Article: Elaine H. Morrato, Benjamin Druss, Daniel M. Hartung, Robert J. Valuck, Richard Allen, Elizabeth Campagna, and John W. Newcomer. (2010). Metabolic Testing Rates in 3 State Medicaid Programs After FDA Warnings and ADA/APA Recommendations for Second-Generation Antipsychotic Drugs. Archives of General Psychiatry, 67, 17-24.
I have a sense that people outside of health care have trouble understanding insiders when the latter complain about the quality of health care. After all, the clinics are gleaming, they house big sleek machines, and a single procedure can generate a bill like the sticker on a Lexus. We would seem to be discussing a high end product, no?
This elegant study tells a different story. The study is about metabolic testing of patients receiving second-generation antipsychotic drugs. These drugs (e.g., olanzapine) are used to treat schizophrenia and other dire mental illnesses. They are widely used because first generation drugs (e.g., Haldol) have severe side effects, including restlessness, body tremors, and facial tics. The tragedy of serious mental illness is that part of what you see is actually the side effects of treatment. The second-generation drugs are thought to have less risk of producing these effects. Unfortunately, the second-generation drugs often have a different set of severe side effects: weight gain, hyperglycemia, and increased risk of diabetes. These side effects led the FDA to send a letter warning all physicians and recommending that they order metabolic tests to check for these effects in patients taking second generation antidepressants.
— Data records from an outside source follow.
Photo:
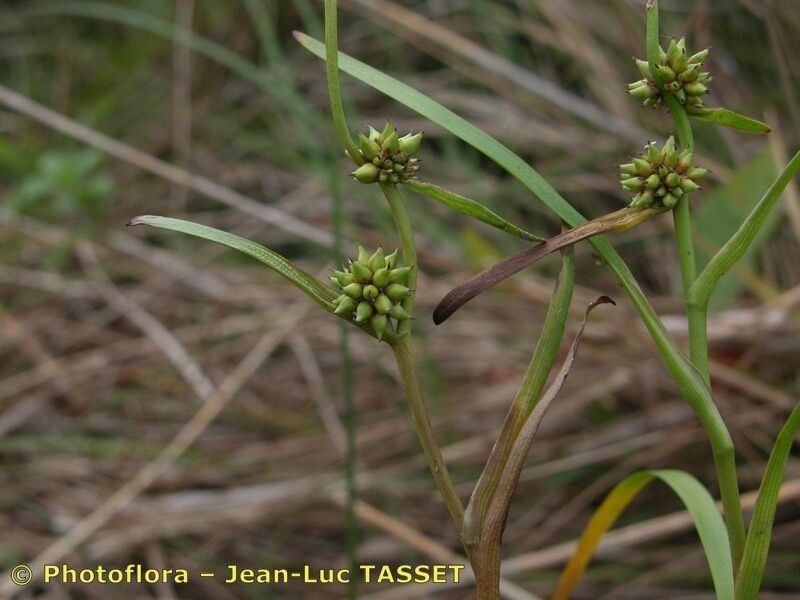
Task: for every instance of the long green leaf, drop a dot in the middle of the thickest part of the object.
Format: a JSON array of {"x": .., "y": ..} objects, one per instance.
[
  {"x": 727, "y": 256},
  {"x": 759, "y": 534},
  {"x": 690, "y": 381},
  {"x": 728, "y": 118},
  {"x": 707, "y": 521},
  {"x": 313, "y": 288},
  {"x": 469, "y": 207}
]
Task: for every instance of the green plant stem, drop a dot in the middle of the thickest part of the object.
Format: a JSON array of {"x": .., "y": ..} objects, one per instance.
[
  {"x": 401, "y": 345},
  {"x": 720, "y": 438},
  {"x": 419, "y": 414},
  {"x": 394, "y": 199},
  {"x": 334, "y": 86},
  {"x": 533, "y": 382}
]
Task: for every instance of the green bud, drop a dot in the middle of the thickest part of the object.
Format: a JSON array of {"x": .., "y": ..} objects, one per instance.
[
  {"x": 672, "y": 51},
  {"x": 366, "y": 173},
  {"x": 377, "y": 260},
  {"x": 643, "y": 91},
  {"x": 396, "y": 292},
  {"x": 689, "y": 74},
  {"x": 645, "y": 199},
  {"x": 370, "y": 292},
  {"x": 672, "y": 179},
  {"x": 643, "y": 167},
  {"x": 382, "y": 304},
  {"x": 369, "y": 148},
  {"x": 346, "y": 307},
  {"x": 342, "y": 278},
  {"x": 695, "y": 88},
  {"x": 391, "y": 143},
  {"x": 361, "y": 273},
  {"x": 644, "y": 68},
  {"x": 696, "y": 59},
  {"x": 685, "y": 160},
  {"x": 354, "y": 290},
  {"x": 364, "y": 311},
  {"x": 667, "y": 73},
  {"x": 679, "y": 64},
  {"x": 671, "y": 159},
  {"x": 669, "y": 147},
  {"x": 379, "y": 323},
  {"x": 634, "y": 184},
  {"x": 696, "y": 173},
  {"x": 380, "y": 277},
  {"x": 687, "y": 185},
  {"x": 411, "y": 143},
  {"x": 363, "y": 256},
  {"x": 399, "y": 275},
  {"x": 399, "y": 313}
]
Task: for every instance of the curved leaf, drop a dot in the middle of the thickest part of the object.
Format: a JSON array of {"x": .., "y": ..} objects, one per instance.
[
  {"x": 313, "y": 288},
  {"x": 728, "y": 118},
  {"x": 707, "y": 521},
  {"x": 620, "y": 220},
  {"x": 469, "y": 207},
  {"x": 757, "y": 544}
]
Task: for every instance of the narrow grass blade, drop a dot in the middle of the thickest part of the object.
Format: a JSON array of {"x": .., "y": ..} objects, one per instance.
[
  {"x": 501, "y": 499},
  {"x": 310, "y": 285},
  {"x": 707, "y": 521},
  {"x": 728, "y": 118},
  {"x": 724, "y": 260},
  {"x": 616, "y": 221},
  {"x": 526, "y": 398},
  {"x": 469, "y": 207},
  {"x": 759, "y": 534}
]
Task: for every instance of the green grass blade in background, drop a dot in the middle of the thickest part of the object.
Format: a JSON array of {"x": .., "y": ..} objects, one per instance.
[
  {"x": 733, "y": 250},
  {"x": 310, "y": 285},
  {"x": 707, "y": 521},
  {"x": 728, "y": 118},
  {"x": 469, "y": 207},
  {"x": 722, "y": 209},
  {"x": 756, "y": 547},
  {"x": 456, "y": 125}
]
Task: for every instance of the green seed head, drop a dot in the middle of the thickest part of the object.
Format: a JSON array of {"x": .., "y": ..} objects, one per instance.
[
  {"x": 373, "y": 288},
  {"x": 680, "y": 73},
  {"x": 663, "y": 174},
  {"x": 387, "y": 157}
]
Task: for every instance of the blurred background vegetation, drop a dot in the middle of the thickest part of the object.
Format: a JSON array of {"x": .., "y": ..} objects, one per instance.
[{"x": 112, "y": 340}]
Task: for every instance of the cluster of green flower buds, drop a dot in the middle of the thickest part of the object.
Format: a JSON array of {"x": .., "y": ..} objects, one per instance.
[
  {"x": 373, "y": 289},
  {"x": 661, "y": 176},
  {"x": 683, "y": 77},
  {"x": 388, "y": 158}
]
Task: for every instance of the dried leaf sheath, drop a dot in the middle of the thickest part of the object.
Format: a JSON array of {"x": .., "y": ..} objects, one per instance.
[{"x": 616, "y": 221}]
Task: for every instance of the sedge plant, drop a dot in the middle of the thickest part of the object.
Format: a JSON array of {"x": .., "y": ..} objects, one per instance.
[{"x": 375, "y": 292}]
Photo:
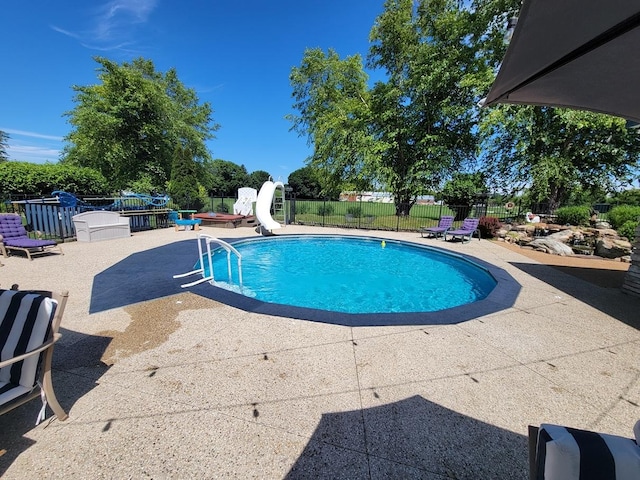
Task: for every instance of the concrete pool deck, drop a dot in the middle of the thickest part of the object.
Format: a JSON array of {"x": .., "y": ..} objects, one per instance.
[{"x": 186, "y": 387}]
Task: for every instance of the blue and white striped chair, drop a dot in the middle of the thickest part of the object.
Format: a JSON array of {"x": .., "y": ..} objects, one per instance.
[
  {"x": 29, "y": 323},
  {"x": 563, "y": 453}
]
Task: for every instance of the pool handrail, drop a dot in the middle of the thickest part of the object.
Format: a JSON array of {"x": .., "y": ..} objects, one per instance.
[{"x": 208, "y": 240}]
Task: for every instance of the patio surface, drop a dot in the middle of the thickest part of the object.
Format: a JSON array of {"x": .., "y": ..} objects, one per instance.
[{"x": 186, "y": 387}]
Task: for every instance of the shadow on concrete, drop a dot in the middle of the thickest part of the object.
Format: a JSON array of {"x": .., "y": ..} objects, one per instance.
[
  {"x": 148, "y": 275},
  {"x": 75, "y": 370},
  {"x": 574, "y": 281},
  {"x": 412, "y": 438}
]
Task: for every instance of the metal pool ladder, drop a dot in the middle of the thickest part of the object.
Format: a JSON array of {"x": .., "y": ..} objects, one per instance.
[{"x": 208, "y": 240}]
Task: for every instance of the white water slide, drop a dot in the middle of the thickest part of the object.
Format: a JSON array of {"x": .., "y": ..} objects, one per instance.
[{"x": 263, "y": 206}]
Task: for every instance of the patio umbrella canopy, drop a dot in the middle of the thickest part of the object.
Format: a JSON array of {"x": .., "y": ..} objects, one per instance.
[
  {"x": 579, "y": 54},
  {"x": 574, "y": 53}
]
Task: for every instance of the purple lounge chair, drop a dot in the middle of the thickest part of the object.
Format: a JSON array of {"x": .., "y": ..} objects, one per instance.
[
  {"x": 445, "y": 223},
  {"x": 13, "y": 236},
  {"x": 468, "y": 228}
]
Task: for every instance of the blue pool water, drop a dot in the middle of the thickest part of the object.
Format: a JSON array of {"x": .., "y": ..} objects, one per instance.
[{"x": 353, "y": 274}]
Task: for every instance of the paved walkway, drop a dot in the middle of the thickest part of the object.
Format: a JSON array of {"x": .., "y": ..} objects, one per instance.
[{"x": 186, "y": 387}]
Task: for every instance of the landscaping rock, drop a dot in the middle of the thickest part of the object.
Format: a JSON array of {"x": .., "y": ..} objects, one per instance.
[
  {"x": 552, "y": 246},
  {"x": 563, "y": 236},
  {"x": 608, "y": 247},
  {"x": 602, "y": 225}
]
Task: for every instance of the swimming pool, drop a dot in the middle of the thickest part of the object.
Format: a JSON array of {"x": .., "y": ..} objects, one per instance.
[{"x": 357, "y": 275}]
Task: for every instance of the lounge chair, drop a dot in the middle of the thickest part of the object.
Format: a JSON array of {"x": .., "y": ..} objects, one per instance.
[
  {"x": 445, "y": 223},
  {"x": 468, "y": 228},
  {"x": 557, "y": 452},
  {"x": 13, "y": 236},
  {"x": 29, "y": 323}
]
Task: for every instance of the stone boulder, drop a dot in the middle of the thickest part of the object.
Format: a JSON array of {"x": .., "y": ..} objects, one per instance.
[
  {"x": 551, "y": 245},
  {"x": 602, "y": 225},
  {"x": 563, "y": 236},
  {"x": 609, "y": 247}
]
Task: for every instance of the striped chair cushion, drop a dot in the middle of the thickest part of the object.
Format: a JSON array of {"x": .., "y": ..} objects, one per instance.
[
  {"x": 570, "y": 454},
  {"x": 25, "y": 324}
]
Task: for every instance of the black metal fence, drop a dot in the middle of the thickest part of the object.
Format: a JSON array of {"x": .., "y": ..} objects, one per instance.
[
  {"x": 51, "y": 220},
  {"x": 388, "y": 216}
]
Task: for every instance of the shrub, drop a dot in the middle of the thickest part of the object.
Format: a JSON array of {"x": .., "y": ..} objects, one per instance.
[
  {"x": 578, "y": 215},
  {"x": 628, "y": 229},
  {"x": 302, "y": 208},
  {"x": 355, "y": 211},
  {"x": 488, "y": 226},
  {"x": 325, "y": 209},
  {"x": 622, "y": 214}
]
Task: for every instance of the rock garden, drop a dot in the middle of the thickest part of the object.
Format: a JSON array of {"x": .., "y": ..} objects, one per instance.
[{"x": 576, "y": 231}]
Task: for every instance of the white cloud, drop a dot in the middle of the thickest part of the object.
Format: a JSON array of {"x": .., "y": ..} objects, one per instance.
[
  {"x": 111, "y": 26},
  {"x": 32, "y": 153},
  {"x": 23, "y": 133}
]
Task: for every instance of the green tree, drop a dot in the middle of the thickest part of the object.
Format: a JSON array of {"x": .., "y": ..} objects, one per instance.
[
  {"x": 333, "y": 105},
  {"x": 4, "y": 144},
  {"x": 224, "y": 178},
  {"x": 35, "y": 179},
  {"x": 627, "y": 197},
  {"x": 184, "y": 187},
  {"x": 257, "y": 178},
  {"x": 462, "y": 190},
  {"x": 305, "y": 183},
  {"x": 410, "y": 131},
  {"x": 129, "y": 124},
  {"x": 558, "y": 151}
]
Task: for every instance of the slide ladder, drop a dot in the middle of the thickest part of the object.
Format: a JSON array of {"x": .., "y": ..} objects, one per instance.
[
  {"x": 205, "y": 255},
  {"x": 263, "y": 207}
]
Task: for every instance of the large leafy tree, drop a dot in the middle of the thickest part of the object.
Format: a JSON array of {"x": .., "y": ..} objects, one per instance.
[
  {"x": 257, "y": 178},
  {"x": 332, "y": 99},
  {"x": 224, "y": 178},
  {"x": 129, "y": 124},
  {"x": 305, "y": 183},
  {"x": 184, "y": 187},
  {"x": 415, "y": 128},
  {"x": 554, "y": 152},
  {"x": 4, "y": 144}
]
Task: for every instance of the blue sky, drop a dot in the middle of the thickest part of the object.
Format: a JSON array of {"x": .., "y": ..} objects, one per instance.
[{"x": 236, "y": 55}]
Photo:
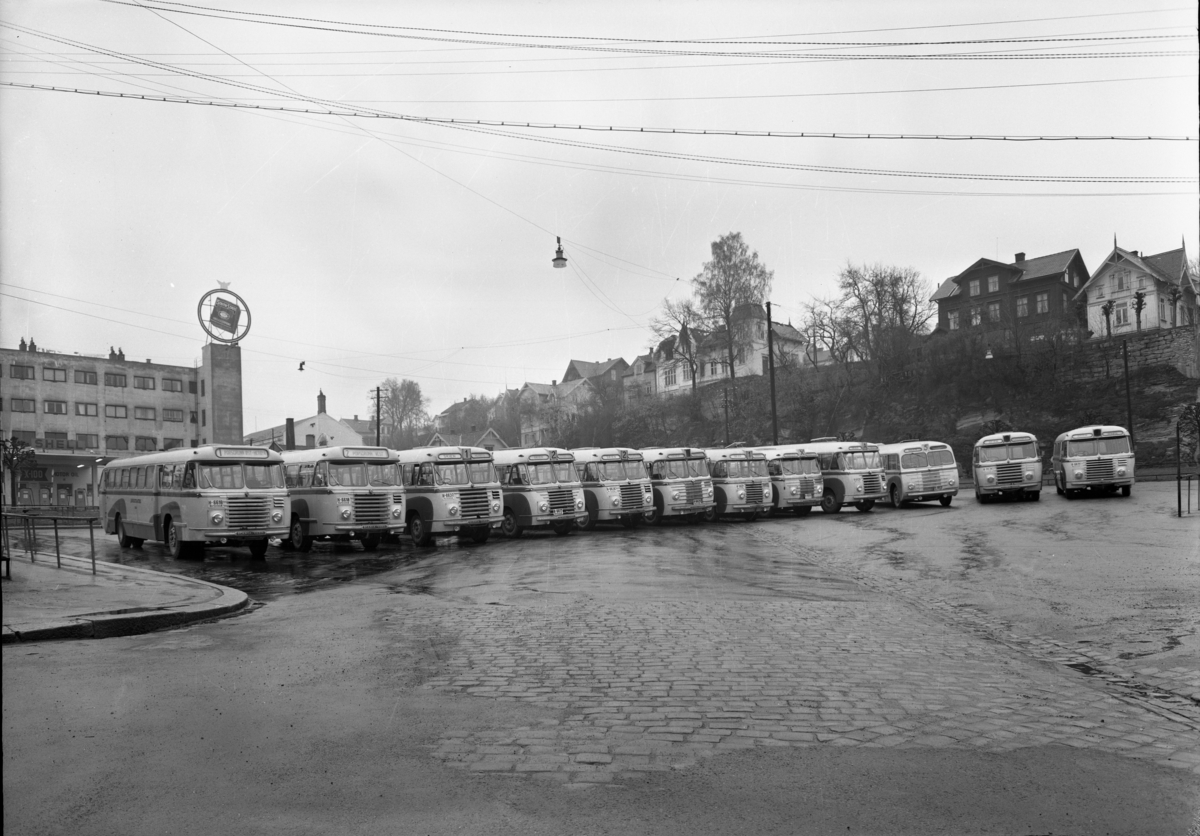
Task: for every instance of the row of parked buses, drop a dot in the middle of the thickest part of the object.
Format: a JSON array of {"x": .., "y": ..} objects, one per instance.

So Morrato et al. set out to see whether the FDA warning led to a change in the rates at which Medicaid patients received metabolic testing. Because the effects serious psychotic illnesses are so disabling, many patients are destitute and have care that is paid for through Medicaid. Therefore, the researchers expected that Medicaid records would show an increase in metabolic testing following the date of the letter. But, essentially nothing happened. Psychiatrists didn't increase their testing. Oddly, however, there was a change in the prescribing practices of psychiatrists. They shifted toward a drug that is thought to have less severe metabolic risks.
Why didn't psychiatrists order metabolic tests? It is not, clearly, that they were unaware of the problem, because it was widely publicized, their patients were rapidly gaining weight right before their eyes, and the FDA notice seemed to cause a modest shift toward a less risky medication. I think the problem is in what psychiatrists do, which is write prescriptions for psychoactive medications -- and apparently, almost nothing else. They can't, in general, run these tests in their offices. They could, of course, have written orders for metabolic tests to be run elsewhere. However, that would require the patients to take them somewhere to get the testing done at a lab that might, or might not, ever let the psychiatrist know the result. It doubtlessly seemed pointless, so the orders were probably rarely written or followed. The systemic problem, then, seems to be that psychiatrists seem to have only one lever in the health care system, psychopharmacology, and can't or won't do anything else. We will need to reengineer the system. A letter from the FDA will not do the trick.